Die Geschichte handelt von Coolio Moricone, einem krankenhausbauenden, mafiosen Misanthrop, der Jill liebt. Die findet ihn auch klasse, aber als Bill auftaucht, hat sie den noch lieber. Das findet Coolio scheiße, deswegen macht er Bill nieder. Zum Schluß sind aber alle wieder gesund und munter und backen Brötchen im Thüringer Wald. Damit könnte man sich anfreunden. Wenn man bloß den Text nicht verstünde: „Jill, mit diesem Schlappschwanz wird die Klingel zwischen deinen Beinen nie läuten!“
Von Gestaltung ist dank des wenigen Platzes im Tränenpalast wenig zu sehen, die Kostüme sind dekorativ, und der dramatische Verlauf wechselt zwischen Tanz und handelndem Gesang und umgekehrt.
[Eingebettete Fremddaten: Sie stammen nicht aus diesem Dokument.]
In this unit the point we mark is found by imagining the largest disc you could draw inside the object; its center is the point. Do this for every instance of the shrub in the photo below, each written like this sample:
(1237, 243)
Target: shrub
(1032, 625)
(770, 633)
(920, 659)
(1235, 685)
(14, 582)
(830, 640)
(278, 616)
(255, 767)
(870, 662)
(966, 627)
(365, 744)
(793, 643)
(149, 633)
Die Musik durchschreitet belanglos standardisierte Varianten gängiger Popstile. Aber sie hat Pathos, ohne mindestens zehn durchlittene Gänsehäute geht man aus „New York Story“ nicht wieder raus. Eine Szene ist absoluter Wahnsinn und allein das Eintrittsgeld zwischen 20 und 45 Mark wert: wenn Bill von Frank Bodygard in Zeitlupe zusammengeschlagen wird.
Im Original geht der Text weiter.